Los negros muros ahumados del Parlamento se alzaban en la Isla Strack como los dientes de un tiburón o la cola de una raya, como monstruosas armas orgánicas desgarrando el firmamento. El edificio estaba maniatado por tubos siniestros y vastos remaches y palpitaba con las viejas calderas de sus entrañas. Habitaciones empleadas con propósitos inciertos surgían del cuerpo principal del coloso, sin mucho respeto por los refuerzos o los arbotantes. En algún lugar del interior, en la Cámara, lejos del alcance del cielo, se pavoneaban Rudgutter y su hueste de aburridos zánganos. El Parlamento era como una montaña en el límite de la avalancha arquitectónica.
No era un reino más puro que vigilase vasto sobre la ciudad. Las salidas de humo perforaban la membrana entre la tierra y el aire y regurgitaban despechadas toneladas de aire venenoso al mundo. En la caliginosa y mefítica bruma sobre las azoteas, el detritus de un millón de chimeneas vagaba a la deriva. Los crematorios oreaban cenizas de voluntades quemadas por verdugos celosos, mezcladas con el polvo del carbón consumido para mantener calientes a los amantes moribundos. Miles de sórdidos espectros humeantes se abrazaban a Nueva Crobuzon con un hedor que asfixiaba como la culpa.
Las nubes se enroscaban en el malsano microclima de la ciudad. Parecía como si todo el tiempo de Nueva Crobuzon lo formara un inmenso huracán reptante centrado en el corazón de la urbe, en el colosal edificio mestizo que se alzaba en el núcleo de la zona comercial conocida como el Cuervo, coágulo de kilómetros de línea férrea y años de violaciones arquitectónicas: la estación de la calle Perdido.
Era un castillo industrial cuajado de parapetos aleatorios. La torre occidental de la estación era la Espiga de la milicia, que se alzaba sobre las demás torretas y las empequeñecía, y que se encontraba solicitada en siete direcciones por los tensos raíles aéreos. Pero, a pesar de su altura, la Espiga no era más que un anejo de la enorme estación.
El arquitecto había sido encerrado, completamente loco, siete años después de terminada la estación de la calle Perdido. Se dijo que era un hereje que pretendía construir su propio dios.
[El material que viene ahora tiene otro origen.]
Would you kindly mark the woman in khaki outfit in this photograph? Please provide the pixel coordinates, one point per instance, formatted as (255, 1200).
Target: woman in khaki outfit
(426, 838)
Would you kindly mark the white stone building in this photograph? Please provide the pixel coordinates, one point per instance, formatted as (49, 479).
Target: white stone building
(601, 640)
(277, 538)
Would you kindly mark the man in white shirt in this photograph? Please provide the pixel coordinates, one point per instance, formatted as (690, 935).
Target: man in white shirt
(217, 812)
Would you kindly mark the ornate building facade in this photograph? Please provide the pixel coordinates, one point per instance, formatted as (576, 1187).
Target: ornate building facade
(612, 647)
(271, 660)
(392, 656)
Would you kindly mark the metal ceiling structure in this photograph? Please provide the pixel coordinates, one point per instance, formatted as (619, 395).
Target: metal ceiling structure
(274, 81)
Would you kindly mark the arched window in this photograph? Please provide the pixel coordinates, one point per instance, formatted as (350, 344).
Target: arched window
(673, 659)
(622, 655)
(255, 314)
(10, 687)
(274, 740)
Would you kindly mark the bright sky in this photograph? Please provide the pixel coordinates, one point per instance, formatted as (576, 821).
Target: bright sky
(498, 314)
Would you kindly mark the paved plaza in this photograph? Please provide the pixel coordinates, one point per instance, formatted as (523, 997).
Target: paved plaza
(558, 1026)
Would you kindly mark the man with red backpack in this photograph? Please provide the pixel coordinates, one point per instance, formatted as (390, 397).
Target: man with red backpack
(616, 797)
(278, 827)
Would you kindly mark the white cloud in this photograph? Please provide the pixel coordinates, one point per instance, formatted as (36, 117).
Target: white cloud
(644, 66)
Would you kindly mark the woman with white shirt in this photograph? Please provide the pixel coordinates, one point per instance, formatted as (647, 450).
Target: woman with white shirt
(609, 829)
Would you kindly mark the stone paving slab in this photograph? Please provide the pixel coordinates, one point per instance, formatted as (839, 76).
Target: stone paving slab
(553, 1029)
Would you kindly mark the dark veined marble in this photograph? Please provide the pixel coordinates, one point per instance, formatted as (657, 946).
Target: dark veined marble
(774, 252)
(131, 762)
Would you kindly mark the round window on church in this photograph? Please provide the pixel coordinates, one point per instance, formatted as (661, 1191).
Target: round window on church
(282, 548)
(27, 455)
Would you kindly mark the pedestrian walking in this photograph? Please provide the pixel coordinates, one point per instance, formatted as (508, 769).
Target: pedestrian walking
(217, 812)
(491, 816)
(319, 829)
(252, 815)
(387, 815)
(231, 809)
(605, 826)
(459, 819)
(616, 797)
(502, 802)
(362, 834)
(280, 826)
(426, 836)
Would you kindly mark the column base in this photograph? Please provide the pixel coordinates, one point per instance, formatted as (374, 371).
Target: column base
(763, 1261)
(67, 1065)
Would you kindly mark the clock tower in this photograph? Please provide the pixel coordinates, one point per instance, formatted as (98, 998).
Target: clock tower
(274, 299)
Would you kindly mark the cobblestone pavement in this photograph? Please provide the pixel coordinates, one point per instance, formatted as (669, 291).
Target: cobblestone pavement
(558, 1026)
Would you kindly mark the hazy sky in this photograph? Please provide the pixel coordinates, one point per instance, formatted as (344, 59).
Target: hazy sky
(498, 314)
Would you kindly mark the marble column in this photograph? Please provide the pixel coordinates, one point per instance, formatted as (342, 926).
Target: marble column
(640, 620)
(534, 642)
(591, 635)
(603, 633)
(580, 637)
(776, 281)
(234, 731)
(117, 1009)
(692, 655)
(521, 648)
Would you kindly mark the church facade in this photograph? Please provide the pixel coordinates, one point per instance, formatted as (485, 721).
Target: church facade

Cinco gigantescas fauces de ladrillo se abrían para fagocitar cada una de las líneas férreas de la ciudad. Las vías se desplegaban bajo los arcos como lenguas gigantescas. Las tiendas, cámaras de tortura, talleres, despachos y espacios vacíos llenaban el grueso vientre del edificio, que, desde cierto ángulo, con una luz determinada, parecía agazaparse sosteniendo el peso de la Espiga, preparándose para saltar sobre el cielo infinito para invadirlo.
El romance no nublaba la visión de Isaac. Veía el vuelo allá donde mirara (tenía los ojos hinchados: tras ellos zumbaba un cerebro lleno de nuevas fórmulas y hechos diseñados para evadirse de la garra de la gravedad) y era consciente de que no se trataba de una huida hacia un lugar mejor. El vuelo era algo secular, profano: poco más que el paso de una zona de Nueva Crobuzon a otra.
Aquello le alegraba. Era un científico, no un místico.
Se tumbó en la cama y miró por la ventana. Siguió una mota de polvo tras otra con la mirada. A su alrededor, en la cama, desparramados sobre el suelo como una marea de papel, había libros y artículos, notas mecanografiadas y pliegos de diagramas entusiastas, las clásicas monografías anidadas en los delirios de un loco. La Biología y la Filosofía luchaban por el espacio en su mesa.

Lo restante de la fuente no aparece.